Les images ont été enregistrées grâce à des micro-drones de 12 x 13 centimètres et pesant 95 grammes, déployés pour recueillir des données visuelles, radiologiques et structurelles à l’intérieur du réacteur. Les drones ont été manœuvrés avec précaution autour des équipements endommagés pour atteindre l’enceinte de confinement primaire et le fond de la cuve sous pression.
Le 14 mars 2011, le fond de la cuve en acier du réacteur 3, mesurant 5,5 mètres de diamètre et 14 centimètres d’épaisseur, avait fondu sous l’effet de la chaleur du combustible incontrôlable. Des dépôts de corium, de couleur orangée à brunâtre, sont visibles, formant des stalactites ou des grappes. Une inspection par un robot sous-marin en 2017 avait déjà confirmé qu’un tuyau de 28 centimètres de diamètre, qui aurait dû se trouver à l’intérieur de la cuve, était tombé au fond, révélant ainsi la formation d’un trou significatif.

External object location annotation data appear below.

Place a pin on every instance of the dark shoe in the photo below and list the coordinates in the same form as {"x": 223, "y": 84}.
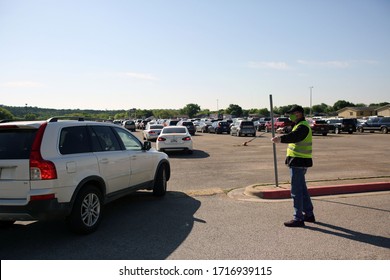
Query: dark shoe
{"x": 310, "y": 219}
{"x": 294, "y": 223}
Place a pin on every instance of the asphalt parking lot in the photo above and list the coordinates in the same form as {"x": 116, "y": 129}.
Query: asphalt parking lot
{"x": 197, "y": 220}
{"x": 222, "y": 161}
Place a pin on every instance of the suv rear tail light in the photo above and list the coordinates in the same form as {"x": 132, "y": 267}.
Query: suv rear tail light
{"x": 40, "y": 169}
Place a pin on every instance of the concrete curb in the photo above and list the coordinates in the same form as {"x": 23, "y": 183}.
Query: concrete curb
{"x": 283, "y": 193}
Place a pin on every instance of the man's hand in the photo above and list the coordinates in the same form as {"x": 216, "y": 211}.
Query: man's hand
{"x": 275, "y": 139}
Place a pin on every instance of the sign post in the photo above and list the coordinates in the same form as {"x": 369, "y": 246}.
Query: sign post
{"x": 273, "y": 144}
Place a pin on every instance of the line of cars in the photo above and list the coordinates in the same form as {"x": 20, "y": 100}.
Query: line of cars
{"x": 335, "y": 125}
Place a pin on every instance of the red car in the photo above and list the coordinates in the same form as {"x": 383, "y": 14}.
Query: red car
{"x": 319, "y": 127}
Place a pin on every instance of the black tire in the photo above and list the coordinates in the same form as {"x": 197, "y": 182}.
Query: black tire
{"x": 6, "y": 224}
{"x": 160, "y": 183}
{"x": 87, "y": 211}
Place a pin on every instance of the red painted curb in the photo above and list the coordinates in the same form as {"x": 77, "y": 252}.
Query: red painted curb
{"x": 328, "y": 190}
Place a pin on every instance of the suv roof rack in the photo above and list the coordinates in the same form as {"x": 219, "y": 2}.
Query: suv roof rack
{"x": 55, "y": 119}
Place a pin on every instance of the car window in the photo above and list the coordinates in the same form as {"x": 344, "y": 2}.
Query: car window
{"x": 74, "y": 140}
{"x": 16, "y": 143}
{"x": 156, "y": 127}
{"x": 129, "y": 140}
{"x": 174, "y": 130}
{"x": 106, "y": 138}
{"x": 249, "y": 123}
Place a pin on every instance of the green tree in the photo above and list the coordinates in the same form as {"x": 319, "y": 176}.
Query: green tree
{"x": 234, "y": 110}
{"x": 5, "y": 114}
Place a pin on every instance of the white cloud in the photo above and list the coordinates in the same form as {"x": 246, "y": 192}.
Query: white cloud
{"x": 141, "y": 76}
{"x": 269, "y": 65}
{"x": 22, "y": 84}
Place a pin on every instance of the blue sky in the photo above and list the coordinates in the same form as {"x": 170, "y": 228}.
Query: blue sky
{"x": 164, "y": 54}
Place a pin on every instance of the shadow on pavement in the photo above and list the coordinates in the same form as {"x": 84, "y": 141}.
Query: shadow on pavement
{"x": 138, "y": 226}
{"x": 375, "y": 240}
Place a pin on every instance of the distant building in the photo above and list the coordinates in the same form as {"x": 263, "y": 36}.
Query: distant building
{"x": 357, "y": 112}
{"x": 383, "y": 111}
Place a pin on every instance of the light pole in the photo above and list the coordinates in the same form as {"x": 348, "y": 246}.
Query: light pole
{"x": 311, "y": 88}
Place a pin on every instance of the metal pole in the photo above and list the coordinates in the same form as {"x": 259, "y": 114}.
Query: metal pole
{"x": 310, "y": 101}
{"x": 273, "y": 144}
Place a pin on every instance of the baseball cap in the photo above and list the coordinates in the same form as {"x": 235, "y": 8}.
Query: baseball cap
{"x": 296, "y": 108}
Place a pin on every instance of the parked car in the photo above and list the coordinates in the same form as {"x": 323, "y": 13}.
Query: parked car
{"x": 219, "y": 127}
{"x": 280, "y": 122}
{"x": 243, "y": 127}
{"x": 202, "y": 126}
{"x": 319, "y": 126}
{"x": 339, "y": 125}
{"x": 261, "y": 123}
{"x": 152, "y": 131}
{"x": 130, "y": 125}
{"x": 71, "y": 168}
{"x": 189, "y": 124}
{"x": 174, "y": 138}
{"x": 381, "y": 124}
{"x": 171, "y": 122}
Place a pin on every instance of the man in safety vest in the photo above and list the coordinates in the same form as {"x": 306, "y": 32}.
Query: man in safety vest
{"x": 299, "y": 158}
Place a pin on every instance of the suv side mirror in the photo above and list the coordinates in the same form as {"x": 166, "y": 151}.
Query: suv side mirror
{"x": 147, "y": 145}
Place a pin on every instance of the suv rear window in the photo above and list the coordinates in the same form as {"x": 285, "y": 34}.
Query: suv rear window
{"x": 16, "y": 143}
{"x": 74, "y": 140}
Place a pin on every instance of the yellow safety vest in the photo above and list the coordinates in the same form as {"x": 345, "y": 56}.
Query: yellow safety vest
{"x": 301, "y": 149}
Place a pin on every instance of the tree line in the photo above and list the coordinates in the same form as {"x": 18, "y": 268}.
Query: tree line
{"x": 190, "y": 110}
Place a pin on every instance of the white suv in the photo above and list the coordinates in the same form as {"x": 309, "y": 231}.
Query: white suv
{"x": 71, "y": 168}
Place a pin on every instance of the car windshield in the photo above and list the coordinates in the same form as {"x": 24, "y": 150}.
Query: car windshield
{"x": 174, "y": 130}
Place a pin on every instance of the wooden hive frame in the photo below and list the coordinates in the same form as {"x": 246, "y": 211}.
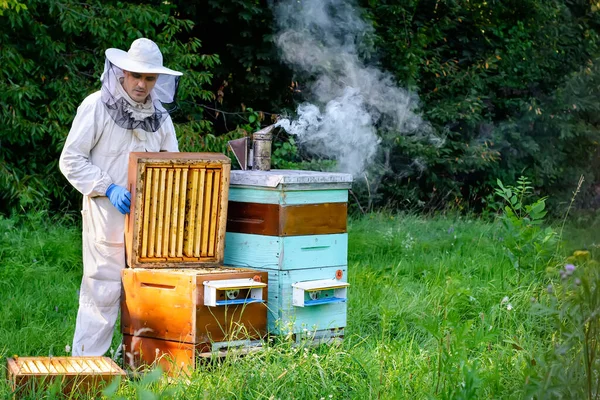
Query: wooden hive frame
{"x": 178, "y": 209}
{"x": 84, "y": 374}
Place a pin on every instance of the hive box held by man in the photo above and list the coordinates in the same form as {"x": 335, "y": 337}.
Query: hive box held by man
{"x": 178, "y": 209}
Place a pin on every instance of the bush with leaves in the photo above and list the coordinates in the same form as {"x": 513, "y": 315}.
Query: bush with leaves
{"x": 52, "y": 55}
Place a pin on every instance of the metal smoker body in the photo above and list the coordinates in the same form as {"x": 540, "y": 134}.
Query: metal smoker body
{"x": 257, "y": 154}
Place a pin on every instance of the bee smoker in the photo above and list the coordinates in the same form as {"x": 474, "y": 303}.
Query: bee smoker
{"x": 254, "y": 154}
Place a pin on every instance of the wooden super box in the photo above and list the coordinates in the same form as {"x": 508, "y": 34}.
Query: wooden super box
{"x": 178, "y": 209}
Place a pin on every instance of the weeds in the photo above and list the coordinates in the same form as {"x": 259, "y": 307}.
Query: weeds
{"x": 433, "y": 312}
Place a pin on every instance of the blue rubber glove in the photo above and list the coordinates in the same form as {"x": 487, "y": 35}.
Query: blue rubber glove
{"x": 120, "y": 197}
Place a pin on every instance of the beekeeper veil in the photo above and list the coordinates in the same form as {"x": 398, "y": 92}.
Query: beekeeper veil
{"x": 143, "y": 57}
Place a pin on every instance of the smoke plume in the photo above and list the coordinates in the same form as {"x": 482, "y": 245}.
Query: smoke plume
{"x": 351, "y": 101}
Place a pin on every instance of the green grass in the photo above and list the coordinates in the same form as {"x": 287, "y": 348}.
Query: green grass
{"x": 435, "y": 311}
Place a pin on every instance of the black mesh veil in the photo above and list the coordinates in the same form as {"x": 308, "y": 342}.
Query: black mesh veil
{"x": 130, "y": 114}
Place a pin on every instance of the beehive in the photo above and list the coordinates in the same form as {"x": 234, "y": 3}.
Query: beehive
{"x": 292, "y": 224}
{"x": 178, "y": 209}
{"x": 84, "y": 374}
{"x": 186, "y": 312}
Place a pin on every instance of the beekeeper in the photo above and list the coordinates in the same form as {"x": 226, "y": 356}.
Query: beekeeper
{"x": 130, "y": 113}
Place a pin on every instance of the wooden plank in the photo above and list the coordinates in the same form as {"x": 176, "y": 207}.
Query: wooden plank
{"x": 278, "y": 196}
{"x": 313, "y": 219}
{"x": 191, "y": 208}
{"x": 214, "y": 212}
{"x": 58, "y": 366}
{"x": 222, "y": 225}
{"x": 291, "y": 252}
{"x": 32, "y": 366}
{"x": 146, "y": 224}
{"x": 175, "y": 212}
{"x": 153, "y": 201}
{"x": 199, "y": 213}
{"x": 161, "y": 212}
{"x": 169, "y": 211}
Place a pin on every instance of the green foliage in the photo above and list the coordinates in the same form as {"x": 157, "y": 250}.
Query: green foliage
{"x": 572, "y": 306}
{"x": 52, "y": 54}
{"x": 505, "y": 83}
{"x": 528, "y": 244}
{"x": 12, "y": 4}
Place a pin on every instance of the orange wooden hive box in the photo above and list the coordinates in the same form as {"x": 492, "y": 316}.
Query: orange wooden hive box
{"x": 84, "y": 374}
{"x": 178, "y": 209}
{"x": 184, "y": 313}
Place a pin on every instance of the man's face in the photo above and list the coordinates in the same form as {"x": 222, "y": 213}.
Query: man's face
{"x": 138, "y": 86}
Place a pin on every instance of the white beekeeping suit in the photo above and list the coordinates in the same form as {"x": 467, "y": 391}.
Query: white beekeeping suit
{"x": 108, "y": 126}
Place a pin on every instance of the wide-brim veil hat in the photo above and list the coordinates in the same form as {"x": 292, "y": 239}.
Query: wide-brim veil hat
{"x": 143, "y": 57}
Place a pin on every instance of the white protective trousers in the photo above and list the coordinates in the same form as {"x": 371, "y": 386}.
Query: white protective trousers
{"x": 95, "y": 155}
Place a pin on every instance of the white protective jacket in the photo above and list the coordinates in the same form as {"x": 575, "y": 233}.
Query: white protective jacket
{"x": 96, "y": 154}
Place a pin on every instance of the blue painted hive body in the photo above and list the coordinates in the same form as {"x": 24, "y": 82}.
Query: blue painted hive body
{"x": 292, "y": 224}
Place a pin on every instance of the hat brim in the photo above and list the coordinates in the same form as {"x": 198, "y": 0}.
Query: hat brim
{"x": 121, "y": 59}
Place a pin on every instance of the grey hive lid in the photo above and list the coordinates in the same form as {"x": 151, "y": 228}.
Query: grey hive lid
{"x": 290, "y": 178}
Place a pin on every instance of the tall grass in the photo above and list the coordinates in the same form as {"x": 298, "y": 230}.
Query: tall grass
{"x": 435, "y": 310}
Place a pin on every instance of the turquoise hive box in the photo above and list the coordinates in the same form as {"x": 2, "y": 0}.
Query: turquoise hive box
{"x": 293, "y": 225}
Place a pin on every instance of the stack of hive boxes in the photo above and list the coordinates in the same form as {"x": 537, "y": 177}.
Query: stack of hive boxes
{"x": 293, "y": 225}
{"x": 178, "y": 298}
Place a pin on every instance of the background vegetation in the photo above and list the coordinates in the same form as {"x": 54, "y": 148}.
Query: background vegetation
{"x": 511, "y": 86}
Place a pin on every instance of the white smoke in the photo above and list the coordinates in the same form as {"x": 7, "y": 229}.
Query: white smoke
{"x": 352, "y": 100}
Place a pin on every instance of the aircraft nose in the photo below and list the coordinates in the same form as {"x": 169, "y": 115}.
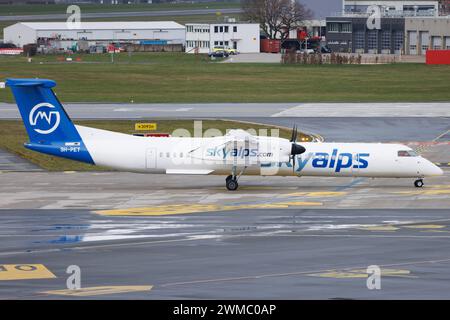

TEPCO prévoit de commencer le démantèlement complet des débris de l’unité n° 3 à partir de 2037. La méthode proposée consistera à faire tomber les débris de la cuve dans l’enceinte de confinement, puis à les récupérer à l’aide d’un équipement latéral. Une carte 3D sera réalisée à partir des images vidéo enregistrées pour faciliter cette opération.
Pour l’heure, TEPCO a récupéré seulement 0,9 gramme de corium en 15 ans, tandis qu’il en reste environ 880 tonnes dans les réacteurs 1, 2 et 3. Les travaux de démantèlement sont estimés à plusieurs dizaines de milliers de milliards de yens, un coût qui sera supporté par le contribuable japonais, TEPCO ayant été nationalisé en 2012.